Выбрать главу

Лидице

На запад от Праги дорога идет по волнистой, почти безлесной равнине.

Шоссе прямое, асфальт чист, гладок, на нем, кажется, должны отражаться черешни, стоящие рядами по сторонам. Мальчик, забравшись на стремянку, срывает ягоды. Пожилая полная женщина в платке едет на велосипеде; к багажнику привязана корзина с черешнями, темно-красными до черноты. Перекресток, столб, ощетинившийся указателями, которые смотрят на все четыре стороны. Многие из деревень, названия которых проставлены на дощечках, лежат в ложбинках, и издали видны лишь сгустки красных черепичных крыш.

Обведя взглядом равнину, можно насчитать восемь-девять селений. Край заселен густо, ландшафт этот, с квадратами чистеньких, лишенных бурелома лесочков, с хохолками деревьев на покатых, гладко выбритых косилками холмах, формировался поколениями крестьян, подобно тому как поколения зодчих возводили пражский кремль.

На девятнадцатом километре от Праги на косогоре возникает автобусная станция; на навесе надпись: «Лидице». Поодаль, по тому же косогору, в три шеренги стоят дома. Видно, что все они построены недавно. Стены ярко — желтые, крыши ярко-красные. И тоненькие яблони в палисадниках все одного возраста; в этом году они дают первые плоды.

— Это новая Лидице. А прежняя была там, — говорит наш шофер Паличек, показывая рукой, и на лицо его набегает тень.

Прежняя была рядом, в ложбине. Окна новых домов смотрят на эту ложбину, туда, где нет ничего, кроме могильной насыпи и остатка кирпичной стены, заросшей травой. Фашисты заподозрили лидичан в связях с бойцами сопротивления. У этой стены гитлеровцы расстреляли сто семьдесят два человека — почти все мужское население деревни. Остальные девятнадцать лидичан работали в Праге и в Кладно, однако их разыскали и тоже расстреляли. Сто девяносто пять лидицких женщин были вывезены в концлагерь Равенсбрюк, из них сорок девять погибли от голода и в душегубках. Четыре женщины были беременны; их поместили в родильный дом, младенцев отняли и убили, а матерей заперли в концлагерь. Все матери были разлучены с детьми. После войны из девяноста восьми лидицких ребят только шестнадцать вернулось из лагерей и немецких кулацких хозяйств, куда их отдали в рабство.

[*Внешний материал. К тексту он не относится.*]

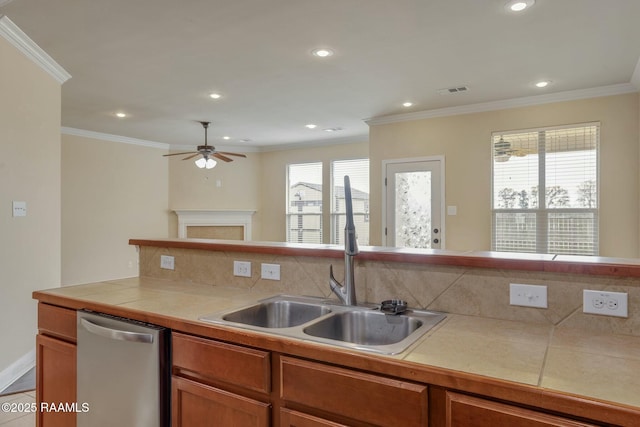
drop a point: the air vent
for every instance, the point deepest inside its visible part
(452, 90)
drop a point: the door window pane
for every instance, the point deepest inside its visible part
(413, 209)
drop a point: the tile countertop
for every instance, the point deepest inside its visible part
(594, 365)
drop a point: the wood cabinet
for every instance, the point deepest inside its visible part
(355, 398)
(289, 418)
(219, 384)
(55, 364)
(463, 410)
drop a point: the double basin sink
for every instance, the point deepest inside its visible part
(321, 320)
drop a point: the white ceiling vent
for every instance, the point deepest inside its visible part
(452, 90)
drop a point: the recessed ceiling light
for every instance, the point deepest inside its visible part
(518, 5)
(322, 52)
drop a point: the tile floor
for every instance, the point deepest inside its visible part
(17, 401)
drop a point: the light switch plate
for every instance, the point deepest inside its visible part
(528, 295)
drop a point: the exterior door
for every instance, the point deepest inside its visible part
(413, 203)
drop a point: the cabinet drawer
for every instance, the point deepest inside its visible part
(290, 418)
(199, 405)
(359, 396)
(463, 410)
(57, 321)
(232, 364)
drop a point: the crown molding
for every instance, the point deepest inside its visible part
(355, 139)
(113, 138)
(596, 92)
(14, 35)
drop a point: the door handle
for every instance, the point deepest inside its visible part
(116, 334)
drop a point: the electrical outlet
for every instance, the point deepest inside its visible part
(605, 303)
(242, 268)
(528, 295)
(270, 271)
(167, 262)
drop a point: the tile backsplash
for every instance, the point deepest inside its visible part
(482, 292)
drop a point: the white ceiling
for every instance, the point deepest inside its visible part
(158, 60)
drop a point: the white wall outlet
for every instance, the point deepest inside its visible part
(528, 295)
(167, 262)
(19, 209)
(605, 303)
(270, 271)
(242, 268)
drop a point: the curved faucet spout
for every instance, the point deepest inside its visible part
(347, 293)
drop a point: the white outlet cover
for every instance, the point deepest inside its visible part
(19, 209)
(242, 268)
(167, 262)
(270, 271)
(605, 303)
(528, 295)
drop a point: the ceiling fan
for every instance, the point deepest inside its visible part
(207, 152)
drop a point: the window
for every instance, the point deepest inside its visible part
(358, 171)
(562, 219)
(304, 203)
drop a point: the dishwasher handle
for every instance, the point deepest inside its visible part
(116, 334)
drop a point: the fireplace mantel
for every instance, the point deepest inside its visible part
(215, 218)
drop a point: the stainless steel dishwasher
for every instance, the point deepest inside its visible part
(123, 372)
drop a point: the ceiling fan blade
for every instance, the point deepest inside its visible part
(177, 154)
(221, 157)
(231, 154)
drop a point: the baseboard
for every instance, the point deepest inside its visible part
(17, 369)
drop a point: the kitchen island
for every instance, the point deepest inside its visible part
(466, 368)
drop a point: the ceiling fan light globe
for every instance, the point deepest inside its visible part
(201, 162)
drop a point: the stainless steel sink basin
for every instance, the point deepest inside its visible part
(365, 327)
(324, 321)
(277, 314)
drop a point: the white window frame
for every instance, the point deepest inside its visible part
(541, 212)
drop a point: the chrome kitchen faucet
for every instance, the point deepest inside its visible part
(347, 293)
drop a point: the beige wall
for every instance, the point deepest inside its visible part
(273, 185)
(111, 192)
(228, 186)
(255, 183)
(464, 140)
(30, 172)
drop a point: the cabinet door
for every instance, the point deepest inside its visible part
(199, 405)
(463, 410)
(55, 380)
(358, 397)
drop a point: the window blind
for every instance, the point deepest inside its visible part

Деревню Лидице фашисты разрушили и сровняли с землей. Оккупанты велели чехам забыть само название деревни, приказали стереть его с карт…

Мы пересекаем ложбину, над которой и сейчас словно нависла страшная пустота смерти, переходим по мосткам через сухое русло с белыми, как кости, камнями. В небольшом домике Лидицкий музей. Здесь хранятся остатки уничтоженного селения — обожженные пожаром жестяные номера домов, игрушки погибших детей, косы и топоры убитых отцов.

В музее дежурит женщина, еще не старая, но совершенно седая. На руке у нее, повыше запястья, синее шестизначное число, въевшееся в кожу: метка концлагеря. Его не смыть, так же как не вытравить из памяти то, что было. Елена Прошкова потеряла всех близких, два года томилась на фашистской каторге. Освободили ее советские воины.

Каждый день она открывает музей, смахивает пыль с витрин, а когда солнце бьет на фотографии, бережно закрывает их черным крепом, чтобы не выгорели.

— Тихая была деревня, захолустная, — говорит она, вспоминая довоенную Лидице, — Даром что близко от Праги, а знали мы разве, что делается на свете? Ничего мы не знали!

Между тем факелы, спалившие Лидице, были уже зажжены. Империалисты вооружили Гитлера, он рвался па восток. В Мюнхене дипломаты Англии и Франции предложили правителям Чехословакии не сопротивляться фашистской агрессии, уступить им Судетскую область, без выстрела впустить германские дивизии. Советский Союз был готов выступить на помощь Чехословакии. Но чешское правительство отвергло эту помощь, оно предпочло сговор с врагами, позорный сговор за счет своей земли, своего народа. Это было в 1938 году. Потянулись годы фашистской оккупации. В застенках пытали лучших людей Чехословакии. Горела Лидице. Погиб от руки палача Юлиус Фучик.